Die Originalität der Auftaktkapitel, diese Mischung aus Klischee, Desillusion und Verführung kann Simon Borner in der zweiten Hälfte des Buches nicht mehr aufrechterhalten. Während Ramsey Campbell oder Theodore Roszak die Suche nach dem Geheimnis zweier obskurer Filmemacher oder eines dämonischen Clowns sehr viel stringenter und fokussierter auf die Hintergründe strukturiert haben, offenbart Simon Borner zu früh den geheimnisvollen Pakt, den zwei von drei von Hollywood in besten Jahren geschmähte Schauspieler während des Zweiten Weltkriegs geschmiedet haben. Das die Leistungen eines Dämon – der graue Mann -  immer eine blutige Rechnung nach sich ziehen, ist bekannt. Das manchmal Jahrzehnte zwischen dem Beginn ihres Ruhms und der Begleichung der Rechnung vergehen können, ist auch keine Überraschung. Das ein eher mittelprächtiger, aber mit einer Gabe ausgestatteter Detektiv, eine über Hintergrundinformationen aus der Zeit des Pakts verfügende Diva, ein aufgewecktes Scriptgirl und schließlich natürlich Professor Zamorra sich dem Dämon stellen, ist der Serienstruktur geschuldet und folgt den bekannten, etablierten Mustern.  
 
Trotz dieser bekannten Handlungsmuster ist Simon Borner ist gut zu lesender Roman gelungen. Vielleicht liegt es an der Affinität des Autoren in Richtung (Alp-) traumwelt Hollywood, aber insbesondere die Dialoge wirken im Vergleich zu seinen bisherigen Arbeiten deutlich realistischer, nuancierter und an wichtigen Stellen sehr viel pointierter. Zusätzlich bemüht sich Simon Borner, Hollywood eine eigene Identität zu geben. Die Hintergrundbeschreibungen gehörten immer schon zu den Stärken der „Zaubermond“ Geschichten Borners, während er in den Heftromanen der „Zamorra“ Serie nicht selten Probleme hat, Länge des Heftromans und die entsprechende Handlung zufrieden stellend und gleichmäßig zu strukturieren. Den Platz, den ihm die früheren Hardcover und jetzigen Taschenbücher einräumen, nutzt er sehr gut. Dabei verbindet er die Widersprüche Hollywoods sehr gut miteinander. Auf der einen Seite das mondäne, schicke und doch so abgrundtief schlechte Beverly Hills, dann wieder die Abgeschiedenheit und Isolation in den Tälern rund um den Hexenkessel der Stars, Sternchen und Filmstudios. In Hinblick auf die Abläufe insbesondere die Night Talker versucht Borner eine Reihe von relevanten Informationen unauffällig in die Handlung zu integrieren, ohne belehrend zu erscheinen. Das gelingt ihm nur teilweise, weil er immer wieder der Versuchung erliegt, die potentielle Erwartungshaltung seiner Leserschaft mit einem Hang zum Klischee zu bedienen. „Normale“ Abläufe bei den Produktionen hätten auf den ersten Blick langweilig gewirkt. Auf den zweiten Blick hätten sie einen Kontrast zu dem immer stärker werdenden übernatürlichen Geschehen darstellen können, wobei die Grundidee einer lange anhaltenden und sehr erfolgreichen wie politisch/ sozial einflussreichen Late Night Show, auf einem erzwungenen magischen Pakt basierend, viel stärker und bedrohlicher extrapoliert werden könnte, als es Simon Borner in seinem Roman versucht. Dagegen wirken die Wünsche des zweiten am Pakt beteiligten ehemaligen Stars sehr viel bodenständiger. 

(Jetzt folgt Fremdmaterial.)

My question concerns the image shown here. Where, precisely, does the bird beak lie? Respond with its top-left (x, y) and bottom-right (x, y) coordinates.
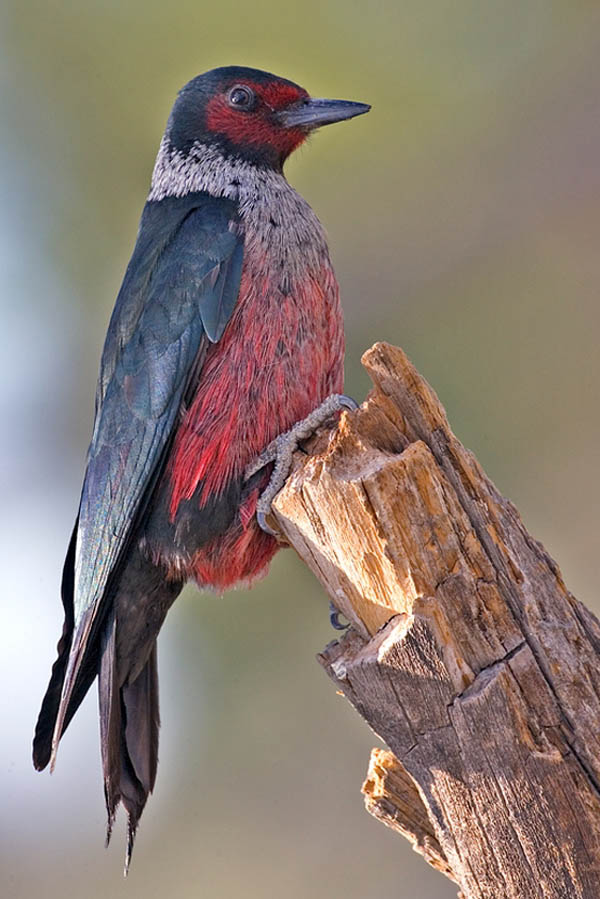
top-left (278, 97), bottom-right (371, 131)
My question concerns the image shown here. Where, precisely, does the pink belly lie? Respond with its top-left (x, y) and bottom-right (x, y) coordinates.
top-left (169, 258), bottom-right (344, 591)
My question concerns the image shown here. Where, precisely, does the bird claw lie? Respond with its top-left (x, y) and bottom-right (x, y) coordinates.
top-left (245, 393), bottom-right (358, 536)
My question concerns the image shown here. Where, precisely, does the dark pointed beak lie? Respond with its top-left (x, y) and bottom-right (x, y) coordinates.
top-left (278, 97), bottom-right (371, 131)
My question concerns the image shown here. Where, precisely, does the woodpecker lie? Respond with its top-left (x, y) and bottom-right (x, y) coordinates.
top-left (33, 66), bottom-right (370, 870)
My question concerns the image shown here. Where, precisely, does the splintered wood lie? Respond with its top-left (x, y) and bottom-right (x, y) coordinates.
top-left (274, 344), bottom-right (600, 899)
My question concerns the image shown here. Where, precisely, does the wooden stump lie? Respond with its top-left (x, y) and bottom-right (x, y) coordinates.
top-left (274, 344), bottom-right (600, 899)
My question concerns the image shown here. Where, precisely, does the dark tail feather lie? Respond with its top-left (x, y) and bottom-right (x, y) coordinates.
top-left (98, 614), bottom-right (160, 874)
top-left (33, 522), bottom-right (98, 771)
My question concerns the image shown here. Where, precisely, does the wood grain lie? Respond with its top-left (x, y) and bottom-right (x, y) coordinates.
top-left (273, 343), bottom-right (600, 899)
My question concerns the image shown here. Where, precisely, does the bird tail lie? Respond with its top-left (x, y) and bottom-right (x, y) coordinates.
top-left (98, 612), bottom-right (160, 874)
top-left (33, 522), bottom-right (99, 771)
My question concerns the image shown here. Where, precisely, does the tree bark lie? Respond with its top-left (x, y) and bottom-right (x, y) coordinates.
top-left (273, 344), bottom-right (600, 899)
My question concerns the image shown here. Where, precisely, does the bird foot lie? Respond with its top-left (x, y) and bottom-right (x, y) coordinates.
top-left (245, 393), bottom-right (358, 536)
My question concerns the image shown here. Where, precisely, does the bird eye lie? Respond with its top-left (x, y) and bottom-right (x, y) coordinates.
top-left (227, 84), bottom-right (255, 109)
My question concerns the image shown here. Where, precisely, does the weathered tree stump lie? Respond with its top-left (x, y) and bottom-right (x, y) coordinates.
top-left (274, 344), bottom-right (600, 899)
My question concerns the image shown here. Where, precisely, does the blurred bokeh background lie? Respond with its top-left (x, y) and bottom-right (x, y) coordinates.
top-left (0, 0), bottom-right (600, 899)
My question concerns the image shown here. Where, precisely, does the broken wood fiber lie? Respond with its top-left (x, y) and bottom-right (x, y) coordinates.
top-left (273, 343), bottom-right (600, 899)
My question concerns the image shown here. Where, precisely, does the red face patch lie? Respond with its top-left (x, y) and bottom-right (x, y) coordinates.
top-left (206, 81), bottom-right (308, 159)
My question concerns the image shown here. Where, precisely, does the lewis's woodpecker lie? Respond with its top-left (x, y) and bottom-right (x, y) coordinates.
top-left (33, 66), bottom-right (369, 860)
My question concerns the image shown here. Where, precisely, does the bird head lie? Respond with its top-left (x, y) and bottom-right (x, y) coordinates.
top-left (167, 66), bottom-right (371, 170)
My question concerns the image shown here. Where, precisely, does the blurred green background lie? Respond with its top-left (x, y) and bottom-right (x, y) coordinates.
top-left (0, 0), bottom-right (600, 899)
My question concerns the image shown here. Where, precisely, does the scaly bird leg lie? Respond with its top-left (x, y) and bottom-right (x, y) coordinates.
top-left (245, 393), bottom-right (358, 536)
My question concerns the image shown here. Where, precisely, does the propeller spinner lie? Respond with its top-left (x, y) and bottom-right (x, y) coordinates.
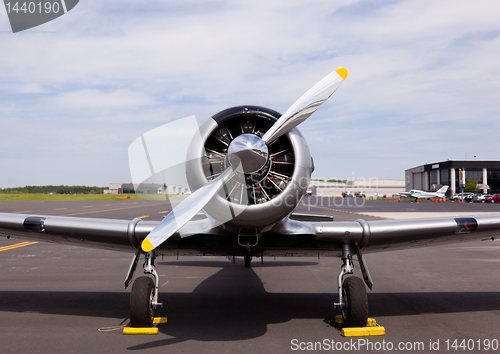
top-left (141, 68), bottom-right (347, 252)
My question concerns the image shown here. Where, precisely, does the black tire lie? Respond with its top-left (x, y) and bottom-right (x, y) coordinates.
top-left (245, 254), bottom-right (252, 268)
top-left (342, 277), bottom-right (368, 327)
top-left (130, 277), bottom-right (155, 327)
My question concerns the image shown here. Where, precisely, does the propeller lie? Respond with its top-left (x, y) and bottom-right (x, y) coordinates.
top-left (141, 68), bottom-right (347, 252)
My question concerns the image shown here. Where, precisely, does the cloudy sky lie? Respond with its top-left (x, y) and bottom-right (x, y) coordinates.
top-left (0, 0), bottom-right (500, 187)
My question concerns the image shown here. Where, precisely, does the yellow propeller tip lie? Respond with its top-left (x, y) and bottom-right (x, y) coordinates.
top-left (335, 68), bottom-right (347, 80)
top-left (141, 238), bottom-right (155, 252)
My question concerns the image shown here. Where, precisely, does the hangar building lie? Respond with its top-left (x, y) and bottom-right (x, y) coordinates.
top-left (405, 160), bottom-right (500, 195)
top-left (309, 178), bottom-right (405, 197)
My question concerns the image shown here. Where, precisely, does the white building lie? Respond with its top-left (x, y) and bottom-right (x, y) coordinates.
top-left (309, 178), bottom-right (405, 197)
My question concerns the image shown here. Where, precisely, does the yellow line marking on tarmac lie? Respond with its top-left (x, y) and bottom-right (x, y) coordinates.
top-left (0, 241), bottom-right (38, 252)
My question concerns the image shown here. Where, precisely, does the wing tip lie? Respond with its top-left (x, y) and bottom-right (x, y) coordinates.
top-left (141, 238), bottom-right (155, 252)
top-left (335, 68), bottom-right (348, 80)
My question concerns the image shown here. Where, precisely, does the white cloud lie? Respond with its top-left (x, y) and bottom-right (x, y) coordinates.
top-left (53, 89), bottom-right (156, 110)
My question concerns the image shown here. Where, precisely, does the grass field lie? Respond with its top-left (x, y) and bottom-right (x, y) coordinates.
top-left (0, 193), bottom-right (187, 201)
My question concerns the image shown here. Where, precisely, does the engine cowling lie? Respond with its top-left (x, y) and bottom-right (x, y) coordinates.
top-left (186, 106), bottom-right (313, 233)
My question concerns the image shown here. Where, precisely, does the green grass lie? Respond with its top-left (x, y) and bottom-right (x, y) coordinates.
top-left (0, 193), bottom-right (186, 201)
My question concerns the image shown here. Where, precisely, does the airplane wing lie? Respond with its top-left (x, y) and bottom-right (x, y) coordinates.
top-left (0, 213), bottom-right (500, 256)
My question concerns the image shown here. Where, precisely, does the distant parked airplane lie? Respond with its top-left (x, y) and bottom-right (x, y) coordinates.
top-left (400, 186), bottom-right (448, 199)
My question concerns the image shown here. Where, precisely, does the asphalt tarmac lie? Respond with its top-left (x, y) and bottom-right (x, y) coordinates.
top-left (0, 198), bottom-right (500, 353)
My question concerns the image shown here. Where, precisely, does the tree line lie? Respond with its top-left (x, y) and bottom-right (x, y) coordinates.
top-left (0, 185), bottom-right (109, 194)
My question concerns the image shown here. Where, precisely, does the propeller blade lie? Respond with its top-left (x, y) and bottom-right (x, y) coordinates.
top-left (141, 166), bottom-right (234, 252)
top-left (262, 68), bottom-right (347, 145)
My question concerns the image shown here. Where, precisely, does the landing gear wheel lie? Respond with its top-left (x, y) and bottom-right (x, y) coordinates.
top-left (245, 254), bottom-right (252, 268)
top-left (130, 277), bottom-right (155, 327)
top-left (342, 277), bottom-right (368, 327)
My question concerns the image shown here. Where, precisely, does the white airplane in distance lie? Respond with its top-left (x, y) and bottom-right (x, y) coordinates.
top-left (400, 186), bottom-right (448, 199)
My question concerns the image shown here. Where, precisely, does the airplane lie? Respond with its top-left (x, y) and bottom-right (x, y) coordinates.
top-left (0, 68), bottom-right (500, 327)
top-left (399, 186), bottom-right (448, 200)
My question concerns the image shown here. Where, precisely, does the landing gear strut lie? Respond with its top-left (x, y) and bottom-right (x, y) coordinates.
top-left (335, 244), bottom-right (371, 327)
top-left (125, 246), bottom-right (163, 327)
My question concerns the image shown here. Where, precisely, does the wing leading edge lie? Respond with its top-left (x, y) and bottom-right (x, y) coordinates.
top-left (0, 213), bottom-right (500, 256)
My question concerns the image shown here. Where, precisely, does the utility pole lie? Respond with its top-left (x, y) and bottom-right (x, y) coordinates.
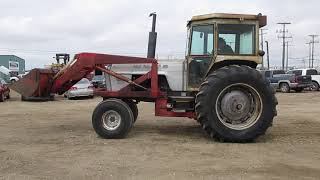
top-left (286, 41), bottom-right (292, 71)
top-left (309, 34), bottom-right (319, 68)
top-left (266, 41), bottom-right (270, 70)
top-left (278, 22), bottom-right (291, 70)
top-left (306, 42), bottom-right (311, 68)
top-left (260, 29), bottom-right (267, 69)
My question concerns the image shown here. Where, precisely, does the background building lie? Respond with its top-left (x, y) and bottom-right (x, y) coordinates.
top-left (0, 55), bottom-right (26, 75)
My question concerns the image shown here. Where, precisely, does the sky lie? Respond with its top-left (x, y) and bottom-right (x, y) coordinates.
top-left (0, 0), bottom-right (320, 69)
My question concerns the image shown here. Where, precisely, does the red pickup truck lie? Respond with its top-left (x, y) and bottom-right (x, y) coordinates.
top-left (0, 78), bottom-right (10, 102)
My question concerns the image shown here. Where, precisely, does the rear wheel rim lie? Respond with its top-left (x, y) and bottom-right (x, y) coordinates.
top-left (102, 110), bottom-right (122, 131)
top-left (215, 83), bottom-right (263, 130)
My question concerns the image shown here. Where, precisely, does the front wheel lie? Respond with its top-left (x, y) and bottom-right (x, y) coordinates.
top-left (92, 99), bottom-right (133, 139)
top-left (310, 81), bottom-right (319, 91)
top-left (0, 93), bottom-right (5, 102)
top-left (280, 83), bottom-right (290, 93)
top-left (196, 65), bottom-right (277, 142)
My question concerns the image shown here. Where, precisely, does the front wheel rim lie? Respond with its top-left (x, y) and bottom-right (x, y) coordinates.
top-left (215, 83), bottom-right (263, 130)
top-left (101, 110), bottom-right (122, 131)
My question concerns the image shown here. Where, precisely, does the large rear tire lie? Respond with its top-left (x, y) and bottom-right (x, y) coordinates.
top-left (92, 99), bottom-right (133, 139)
top-left (196, 65), bottom-right (278, 142)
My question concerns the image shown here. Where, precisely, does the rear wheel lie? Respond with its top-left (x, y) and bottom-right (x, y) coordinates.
top-left (280, 83), bottom-right (290, 93)
top-left (92, 99), bottom-right (133, 139)
top-left (196, 65), bottom-right (277, 142)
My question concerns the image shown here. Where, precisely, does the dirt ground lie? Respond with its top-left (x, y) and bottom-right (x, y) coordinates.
top-left (0, 93), bottom-right (320, 179)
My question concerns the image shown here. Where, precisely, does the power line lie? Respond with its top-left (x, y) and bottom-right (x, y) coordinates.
top-left (277, 22), bottom-right (292, 70)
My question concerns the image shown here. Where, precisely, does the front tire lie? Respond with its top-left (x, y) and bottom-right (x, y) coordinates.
top-left (196, 65), bottom-right (277, 142)
top-left (310, 81), bottom-right (319, 91)
top-left (124, 100), bottom-right (139, 123)
top-left (0, 93), bottom-right (5, 102)
top-left (92, 99), bottom-right (133, 139)
top-left (280, 83), bottom-right (290, 93)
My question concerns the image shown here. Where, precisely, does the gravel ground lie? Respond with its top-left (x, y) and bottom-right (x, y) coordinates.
top-left (0, 90), bottom-right (320, 180)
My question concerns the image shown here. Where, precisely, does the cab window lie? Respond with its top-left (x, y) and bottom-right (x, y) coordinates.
top-left (190, 25), bottom-right (214, 55)
top-left (307, 69), bottom-right (318, 75)
top-left (218, 24), bottom-right (256, 55)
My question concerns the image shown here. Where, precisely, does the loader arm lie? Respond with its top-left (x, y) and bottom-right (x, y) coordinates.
top-left (11, 53), bottom-right (159, 97)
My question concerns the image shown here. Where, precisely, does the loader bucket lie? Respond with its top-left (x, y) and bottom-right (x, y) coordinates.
top-left (9, 69), bottom-right (55, 98)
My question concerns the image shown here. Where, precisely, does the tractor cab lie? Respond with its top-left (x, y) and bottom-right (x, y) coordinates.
top-left (186, 14), bottom-right (267, 91)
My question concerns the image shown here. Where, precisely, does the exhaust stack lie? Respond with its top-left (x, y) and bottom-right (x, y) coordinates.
top-left (147, 13), bottom-right (157, 58)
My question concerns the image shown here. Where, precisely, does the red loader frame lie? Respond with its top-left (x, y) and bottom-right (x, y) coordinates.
top-left (52, 53), bottom-right (195, 118)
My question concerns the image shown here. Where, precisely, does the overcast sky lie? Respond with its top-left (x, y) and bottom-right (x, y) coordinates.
top-left (0, 0), bottom-right (320, 69)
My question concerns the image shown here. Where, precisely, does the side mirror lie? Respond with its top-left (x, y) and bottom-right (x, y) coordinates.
top-left (258, 50), bottom-right (266, 56)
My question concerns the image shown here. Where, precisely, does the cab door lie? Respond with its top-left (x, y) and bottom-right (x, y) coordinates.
top-left (187, 24), bottom-right (215, 90)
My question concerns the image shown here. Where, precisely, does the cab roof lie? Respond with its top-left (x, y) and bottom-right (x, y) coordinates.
top-left (188, 13), bottom-right (267, 27)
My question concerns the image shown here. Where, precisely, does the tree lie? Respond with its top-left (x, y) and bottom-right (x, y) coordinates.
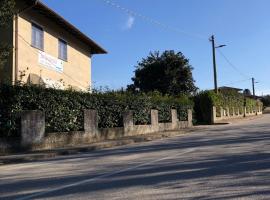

Während Dialoge und Hintergründe überzeugen, zeigen sich Schwächen bei der Handlungskonstruktion. Wie schon angesprochen wird der erste Teil des Buches von den interessanten, manchmal ein wenig zu stark an Klischees erinnernden Protagonisten getragen. Beigemischt werden reale Hollywoodgrößen wie J.J. Abrams, der selbst Professor Zamorra bekannt ist oder Hinweise auf die Historie der Traumstadt. Für den ganzen Roman gilt, dass  Professor Zamorra im Kern austauschbar ist. Das Buch hätte ohne ihn oder einen seiner Position vergleichbaren Seriencharakter noch spannender und unvorhersehbarer gewirkt.
Den bekannten Mittelteil mit dem Pakt erzählt Simon Borner handlungstechnisch eher konstruiert und deswegen seine Intention ein wenig unterminierend parallel auf zwei unterschiedlichen Perspektiven, die aber aufgrund ihrer Unterschiedlichkeit das bekannte Szenario trotzdem unterhaltsam und flüssig zu lesen erzählen. . Die alternde Hollywooddiva mit übersinnlichen Gaben erzählt vom Schicksal ihres damaligen Freundes, während der aufgrund seiner Gestik an einen Quentin Tarantino für Arme erinnernde Drehbuchautor Zamorra in dessen Hotelzimmer den gleichen Plot vorspielt. Er hat die Geschichte in Drehbuchform erzählt. Das Simon Borner sich hinsichtlich der Recherche sehr viel Mühe gegeben hat, steht außer Frage. Er beschreibt, wie viele Schauspieler ihre Karrieren durch den Zweiten Weltkrieg unterbrechen und als Gebrandmarkte nach Hollywood zurückkehrten. Dagegen haben andere wie John Wayne von der Abwesenheit vieler „Stars“ profitiert. Selbst James Stewart brauchte ungewöhnlich lange, bis er wieder Tritt fassen konnte. Das gibt dem Roman eine hervorzuhebende Authentizität und integriert die übernatürlichen Komponenten nachhaltiger und überzeugender.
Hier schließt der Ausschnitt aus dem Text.